И никак было не отвести от распластанно-протяжённых мельканий взгляд.
Пока солнце покачивалось в пыльном купе, за коридорным окном летуче неслась по травяному уклону насыпи прозрачно-сизая тень состава со световыми прорезями между вагонами…
И, казалось, видел он, как вместе с поездом и тенью его летело время, и сам он летел на всех парах в своё блестящее будущее.
Он даже бутерброд жевал, не отходя от окна; вдыхал ветер с дымом и гарью, с запахами скошенной травы.
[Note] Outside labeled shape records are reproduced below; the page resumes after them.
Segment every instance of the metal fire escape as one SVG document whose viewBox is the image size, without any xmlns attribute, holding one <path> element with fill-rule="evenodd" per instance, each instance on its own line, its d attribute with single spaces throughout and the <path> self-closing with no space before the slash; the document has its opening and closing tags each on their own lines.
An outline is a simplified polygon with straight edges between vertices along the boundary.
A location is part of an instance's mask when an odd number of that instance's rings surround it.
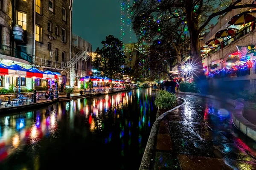
<svg viewBox="0 0 256 170">
<path fill-rule="evenodd" d="M 61 65 L 61 69 L 63 70 L 62 72 L 67 70 L 68 68 L 72 68 L 75 64 L 81 59 L 85 60 L 84 62 L 86 62 L 90 57 L 89 53 L 86 49 L 83 48 L 78 53 L 72 57 L 70 61 L 67 62 L 65 64 L 63 63 Z M 70 69 L 67 71 L 67 73 L 69 72 L 70 71 Z"/>
</svg>

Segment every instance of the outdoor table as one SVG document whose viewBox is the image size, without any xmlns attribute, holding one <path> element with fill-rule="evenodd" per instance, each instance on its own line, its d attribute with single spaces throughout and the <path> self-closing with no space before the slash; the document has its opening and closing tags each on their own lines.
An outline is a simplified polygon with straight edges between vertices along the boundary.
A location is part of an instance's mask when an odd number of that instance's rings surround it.
<svg viewBox="0 0 256 170">
<path fill-rule="evenodd" d="M 7 107 L 8 105 L 11 105 L 12 106 L 13 106 L 13 105 L 12 104 L 12 102 L 11 102 L 11 97 L 16 96 L 16 95 L 14 94 L 10 94 L 7 96 L 5 96 L 6 97 L 8 97 L 8 101 L 7 102 L 7 104 L 6 105 L 6 108 Z"/>
</svg>

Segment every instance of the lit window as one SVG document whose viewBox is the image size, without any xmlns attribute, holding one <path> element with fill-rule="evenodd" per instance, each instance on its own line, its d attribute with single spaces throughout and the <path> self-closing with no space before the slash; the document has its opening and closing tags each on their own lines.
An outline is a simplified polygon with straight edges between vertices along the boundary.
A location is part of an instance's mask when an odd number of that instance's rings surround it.
<svg viewBox="0 0 256 170">
<path fill-rule="evenodd" d="M 53 12 L 53 0 L 49 0 L 49 10 L 51 11 L 52 12 Z"/>
<path fill-rule="evenodd" d="M 26 86 L 26 78 L 20 77 L 20 82 L 21 82 L 21 86 Z M 20 79 L 18 77 L 16 78 L 16 82 L 17 82 L 17 85 L 19 85 L 20 84 Z"/>
<path fill-rule="evenodd" d="M 26 30 L 26 14 L 18 12 L 18 24 L 22 26 L 24 30 Z"/>
<path fill-rule="evenodd" d="M 62 28 L 62 41 L 66 42 L 66 30 Z"/>
<path fill-rule="evenodd" d="M 35 0 L 35 11 L 41 14 L 41 0 Z"/>
<path fill-rule="evenodd" d="M 47 30 L 49 32 L 52 32 L 52 23 L 48 21 Z"/>
<path fill-rule="evenodd" d="M 66 9 L 62 7 L 62 20 L 66 21 Z"/>
<path fill-rule="evenodd" d="M 62 51 L 62 62 L 65 62 L 66 61 L 66 52 Z"/>
<path fill-rule="evenodd" d="M 58 35 L 58 26 L 55 26 L 55 34 Z"/>
<path fill-rule="evenodd" d="M 0 0 L 0 10 L 3 10 L 3 0 Z"/>
<path fill-rule="evenodd" d="M 52 50 L 52 44 L 51 42 L 48 42 L 47 48 L 49 50 Z"/>
<path fill-rule="evenodd" d="M 40 27 L 35 26 L 35 40 L 40 41 Z"/>
</svg>

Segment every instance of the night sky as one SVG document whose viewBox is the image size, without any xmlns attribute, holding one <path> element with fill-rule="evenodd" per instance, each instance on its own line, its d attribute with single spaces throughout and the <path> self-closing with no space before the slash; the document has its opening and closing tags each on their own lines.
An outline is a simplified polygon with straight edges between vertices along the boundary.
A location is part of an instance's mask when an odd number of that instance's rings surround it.
<svg viewBox="0 0 256 170">
<path fill-rule="evenodd" d="M 121 0 L 75 0 L 73 4 L 73 32 L 91 43 L 93 51 L 102 47 L 108 35 L 120 39 Z M 124 43 L 128 43 L 125 33 Z M 132 34 L 132 42 L 137 42 Z"/>
</svg>

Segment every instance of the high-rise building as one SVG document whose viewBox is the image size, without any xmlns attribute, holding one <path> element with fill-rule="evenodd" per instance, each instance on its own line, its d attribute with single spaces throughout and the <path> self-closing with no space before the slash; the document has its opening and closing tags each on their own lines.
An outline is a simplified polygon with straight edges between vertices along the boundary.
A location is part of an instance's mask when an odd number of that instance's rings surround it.
<svg viewBox="0 0 256 170">
<path fill-rule="evenodd" d="M 135 43 L 125 44 L 125 49 L 124 49 L 124 54 L 125 55 L 126 55 L 129 53 L 137 51 L 138 50 L 138 48 L 137 44 Z"/>
<path fill-rule="evenodd" d="M 91 52 L 91 45 L 85 43 L 80 49 L 71 44 L 72 1 L 0 0 L 0 62 L 58 72 L 59 84 L 77 85 L 78 75 L 87 74 L 90 68 L 86 55 Z M 80 53 L 73 54 L 77 51 Z M 77 66 L 82 60 L 88 61 L 83 68 Z M 15 77 L 1 75 L 0 79 L 0 88 L 18 83 Z M 47 83 L 44 79 L 22 77 L 21 81 L 23 88 L 41 90 Z"/>
</svg>

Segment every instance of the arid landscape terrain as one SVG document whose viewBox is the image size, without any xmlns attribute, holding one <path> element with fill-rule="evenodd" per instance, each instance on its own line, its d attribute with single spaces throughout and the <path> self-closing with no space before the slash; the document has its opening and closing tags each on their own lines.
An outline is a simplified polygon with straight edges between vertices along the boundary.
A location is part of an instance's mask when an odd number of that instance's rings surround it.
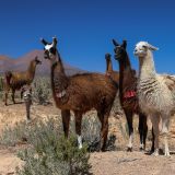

А все мелькания, все краски и контуры, такие обычные и привычные, в динамике изменений и наложений волнующе обозначали зовущую его, именно его, одного его, тайну – зовущую и заманивающую вдаль, куда-то туда, где таял в воздухе паровозный дым; неужели там, куда нёсся поезд, он надеялся найти ответ на вопрос вопросов – что такое жизнь?
Взблескивали заросшие осокой и камышами бледные озёрца с топкими бережками, крапчатые от ряски тёмные прудики, проносились корявые яблоньки, заплатки огородиков с жердевыми плетнями, собачьими конурами, козами, стожками сена, накрытыми ржавой жестью, и пугалами, угрожающе приподнявшими над картофельной ботвой и капустными грядками пустые широкие рукава. И сменялись, а будто бы повторялись и повторялись те же самые деревеньки, сложенные из покосившихся, посеревших от долгих дождей дощатых заборов, прогнивших брёвен и набухших сыростью тёмных, с зеленоватыми лишаями мха крыш, с протыкавшими облака скворечниками на высоченных шестах… Но поезд грохотал уже мимо безлюдных грузовых станций с мусорными свалками, горками битого кирпича, сараями и бараками, бетонными дебаркадерами с какими-то бочками, косыми штабелями ящиков, с коричневыми товарняками на вечных стоянках и навсегда отцепленными чёрными цистернами на запасных, заросших бурьяном путях. И вот уже небо криво отрезалось случайным тёмным навесом, и замедлялся с тормозящими толчками и жалобными повизгиваниями колёс состав, и тормозились чувства, мысли, будто в книге заканчивалась глава.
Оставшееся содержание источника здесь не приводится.